The president made the accusation while criticizing Rep. Ayanna Pressley (D-Mass.) for refusing to condemn the attack on a migrant detention facility by an armed member of the extremist group Antifa.
Pressley is one of the four hard-left Democratic congresswomen whom Trump has harshly criticized over their history of anti-American statements.
Pressley, Rep. Ilhan Omar (D-Minn.), and Rep. Alexandria Ocasio-Cortez (D-N.Y.) didn’t respond earlier this week when asked if they would condemn the Antifa terrorist attack on a migrant detention center in Tacoma, Washington.
“So these congresswomen, their comments are helping to fuel the rise of a dangerous, militant hard left,” Trump said at the Make America Great Again rally in North Carolina on July 17.
Tacoma police officers killed the self-identified Antifa extremist on July 13 after the man, armed with a rifle, lobbed firebombs at a privately operated migrant detention center building and cars parked nearby. The extremist managed to set a car ablaze and attempted to blow up a large propane tank before police arrived.
In a manifesto posted by Antifa groups, the man, identified as Willem Van Spronsen, repeatedly used the term “concentration camps” to describe migrant detention facilities.
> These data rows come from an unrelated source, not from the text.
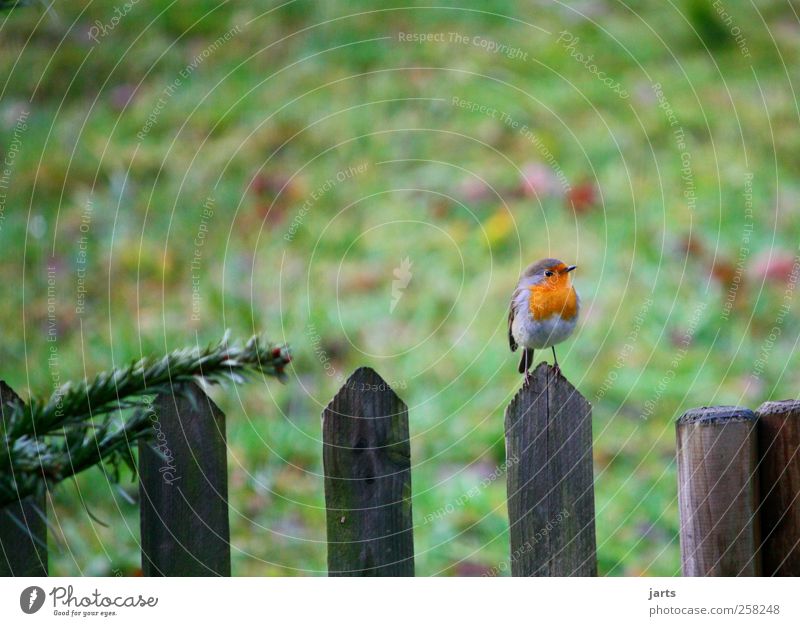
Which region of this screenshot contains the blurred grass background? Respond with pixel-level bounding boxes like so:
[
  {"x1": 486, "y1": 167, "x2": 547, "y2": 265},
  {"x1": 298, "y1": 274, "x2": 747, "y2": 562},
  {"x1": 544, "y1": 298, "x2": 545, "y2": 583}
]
[{"x1": 0, "y1": 0, "x2": 800, "y2": 575}]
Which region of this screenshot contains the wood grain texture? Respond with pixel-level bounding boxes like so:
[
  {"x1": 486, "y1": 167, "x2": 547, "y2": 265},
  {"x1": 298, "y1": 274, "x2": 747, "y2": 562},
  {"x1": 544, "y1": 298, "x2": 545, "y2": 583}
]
[
  {"x1": 505, "y1": 363, "x2": 597, "y2": 576},
  {"x1": 322, "y1": 367, "x2": 414, "y2": 576},
  {"x1": 139, "y1": 383, "x2": 231, "y2": 576},
  {"x1": 676, "y1": 406, "x2": 761, "y2": 576},
  {"x1": 0, "y1": 380, "x2": 47, "y2": 576},
  {"x1": 756, "y1": 400, "x2": 800, "y2": 576}
]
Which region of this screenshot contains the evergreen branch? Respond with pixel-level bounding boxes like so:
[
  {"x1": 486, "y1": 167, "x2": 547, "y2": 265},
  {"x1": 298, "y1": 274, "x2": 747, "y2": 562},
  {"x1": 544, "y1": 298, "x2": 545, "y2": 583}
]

Ocasio-Cortez was the first to misappropriate and spread the term, while Tlaib agreed when asked about Ocasio-Cortez’s use of the term.
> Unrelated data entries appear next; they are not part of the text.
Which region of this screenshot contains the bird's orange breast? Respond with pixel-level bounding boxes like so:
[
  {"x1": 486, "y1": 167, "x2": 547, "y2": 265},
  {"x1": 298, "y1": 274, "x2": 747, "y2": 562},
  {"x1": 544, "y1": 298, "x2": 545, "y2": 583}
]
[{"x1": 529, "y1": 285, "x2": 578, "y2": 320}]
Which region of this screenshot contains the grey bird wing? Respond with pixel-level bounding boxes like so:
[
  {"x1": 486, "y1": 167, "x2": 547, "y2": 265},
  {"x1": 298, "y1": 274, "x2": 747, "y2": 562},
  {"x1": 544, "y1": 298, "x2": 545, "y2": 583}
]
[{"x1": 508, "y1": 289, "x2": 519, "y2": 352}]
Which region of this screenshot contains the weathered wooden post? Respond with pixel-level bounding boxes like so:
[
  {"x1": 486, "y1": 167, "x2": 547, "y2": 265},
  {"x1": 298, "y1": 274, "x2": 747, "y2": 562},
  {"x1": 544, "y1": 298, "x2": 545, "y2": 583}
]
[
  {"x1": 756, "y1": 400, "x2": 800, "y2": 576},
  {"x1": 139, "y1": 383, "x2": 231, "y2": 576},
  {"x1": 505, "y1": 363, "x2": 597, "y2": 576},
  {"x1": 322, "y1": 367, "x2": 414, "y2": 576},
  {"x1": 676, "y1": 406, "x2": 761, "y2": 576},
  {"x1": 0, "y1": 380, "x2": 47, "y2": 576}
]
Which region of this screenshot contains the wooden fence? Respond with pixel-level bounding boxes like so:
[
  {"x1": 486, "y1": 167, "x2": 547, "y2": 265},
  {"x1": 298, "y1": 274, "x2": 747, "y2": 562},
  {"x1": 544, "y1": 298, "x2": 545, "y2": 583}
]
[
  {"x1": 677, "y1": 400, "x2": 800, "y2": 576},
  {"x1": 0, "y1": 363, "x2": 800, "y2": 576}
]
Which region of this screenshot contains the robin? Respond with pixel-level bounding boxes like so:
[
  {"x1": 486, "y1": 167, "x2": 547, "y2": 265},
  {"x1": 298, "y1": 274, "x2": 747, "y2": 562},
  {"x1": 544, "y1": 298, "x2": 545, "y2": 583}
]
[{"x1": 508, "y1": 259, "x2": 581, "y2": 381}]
In his remarks at the rally, the president ridiculed and criticized Antifa. Trump referenced Antifa’s June 29 attack on Andy Ngo, a journalist known for exposing the group’s violence. Ngo was hospitalized with a brain hemorrhage after being punched by masked Antifa members during a rally in Portland, Oregon. After the attack on the Tacoma detention center, Ngo released footage from 2018 of Van Spronsen standing amid a crowd of Antifa extremists.
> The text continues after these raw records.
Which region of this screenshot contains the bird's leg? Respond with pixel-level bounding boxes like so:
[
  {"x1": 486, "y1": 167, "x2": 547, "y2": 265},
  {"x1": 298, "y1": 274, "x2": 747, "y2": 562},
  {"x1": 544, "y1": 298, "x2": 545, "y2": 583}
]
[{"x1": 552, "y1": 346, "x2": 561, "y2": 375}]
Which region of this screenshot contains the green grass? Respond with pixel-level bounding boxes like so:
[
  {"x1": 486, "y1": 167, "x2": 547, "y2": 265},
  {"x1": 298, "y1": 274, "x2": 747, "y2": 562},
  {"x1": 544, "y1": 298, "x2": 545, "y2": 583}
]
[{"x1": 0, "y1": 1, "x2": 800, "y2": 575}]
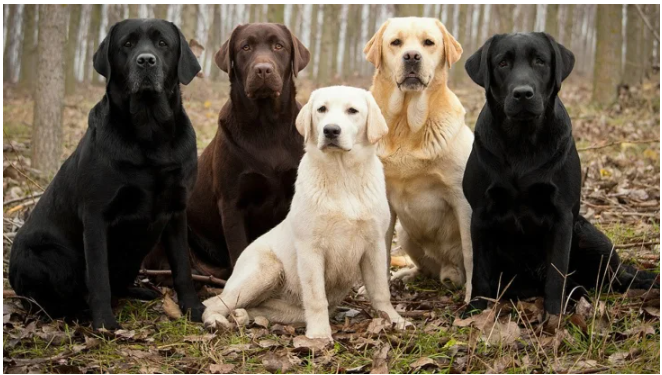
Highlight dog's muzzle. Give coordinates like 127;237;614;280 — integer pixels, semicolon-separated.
246;62;283;99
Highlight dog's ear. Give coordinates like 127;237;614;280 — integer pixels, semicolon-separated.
92;24;117;82
294;91;315;142
365;91;388;144
170;22;202;85
214;25;243;79
464;36;495;90
363;20;391;69
542;33;575;91
278;24;310;77
437;20;463;68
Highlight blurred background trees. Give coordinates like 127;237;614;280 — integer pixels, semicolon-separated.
3;4;660;175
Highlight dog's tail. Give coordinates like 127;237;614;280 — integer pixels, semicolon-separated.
570;216;660;293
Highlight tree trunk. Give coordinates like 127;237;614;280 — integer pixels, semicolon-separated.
308;4;320;77
154;4;168;20
623;4;644;85
563;4;576;48
545;4;559;39
207;4;221;81
31;5;67;177
593;4;623;105
85;4;102;82
64;5;82;95
19;4;37;91
451;4;469;85
267;4;285;24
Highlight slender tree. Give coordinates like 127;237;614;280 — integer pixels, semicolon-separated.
64;4;82;95
545;4;559;38
19;4;37;90
593;4;623;105
32;5;67;177
267;4;285;24
623;4;644;85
“These are sick, bad people,” Trump told the crowd. “They are very evil: they are hitting people over the head with sticks, I mean bats, even. They’re whacking people with bats.”
Trump appears to have only addressed Antifa’s activities one other time in 2019. Despite its regular use of violence, the group usually is portrayed in a positive light by establishment media. CNN featured a group which Van Spronsen belonged to—the Puget Sound John Brown Gun Club—in an episode of its “Shades of America” series. The show’s host, W. Kamau Bell, directly told CNN viewers to “do what you can to support them.”
A significant number of Antifa members took part in counterprotests in Charlottesville, Virginia, in 2017. The group’s participation in violent confrontations in Charlottesville is virtually absent from media reports, which tend to focus on white nationalists and other extremists with whom they were clashing, and omit the fact that peaceful, non-extremist protesters were present at the rally and the counterprotests.
“They don’t get the bad press, the press doesn’t want to talk to them,” Trump said on July 17.
While Trump didn’t identify Ngo in his remarks, he suggested that Antifa members tend to attack isolated, defenseless targets.
“You notice they always attack people that really have never been attacked before,” Trump said.
“They’re not attacking Bikers for Trump, they’re not attacking construction workers for Trump, they’re not attacking law enforcement or military for Trump. You know who they’re attacking? A single man standing there with a camera who never got hit and never hit back before in his life.”
Trump said he had a message for the “hate-filled extremists who are constantly trying to tear our country down.”
“They never have anything good to say. That’s why I say, ‘Hey, if they don’t like it, let them leave. Let them leave,’” he said, as the crowd applauded. “They’re always telling us how to run it, how to do this. You know what? If you don’t love it, leave it.”
Zack Stieber contributed to this report.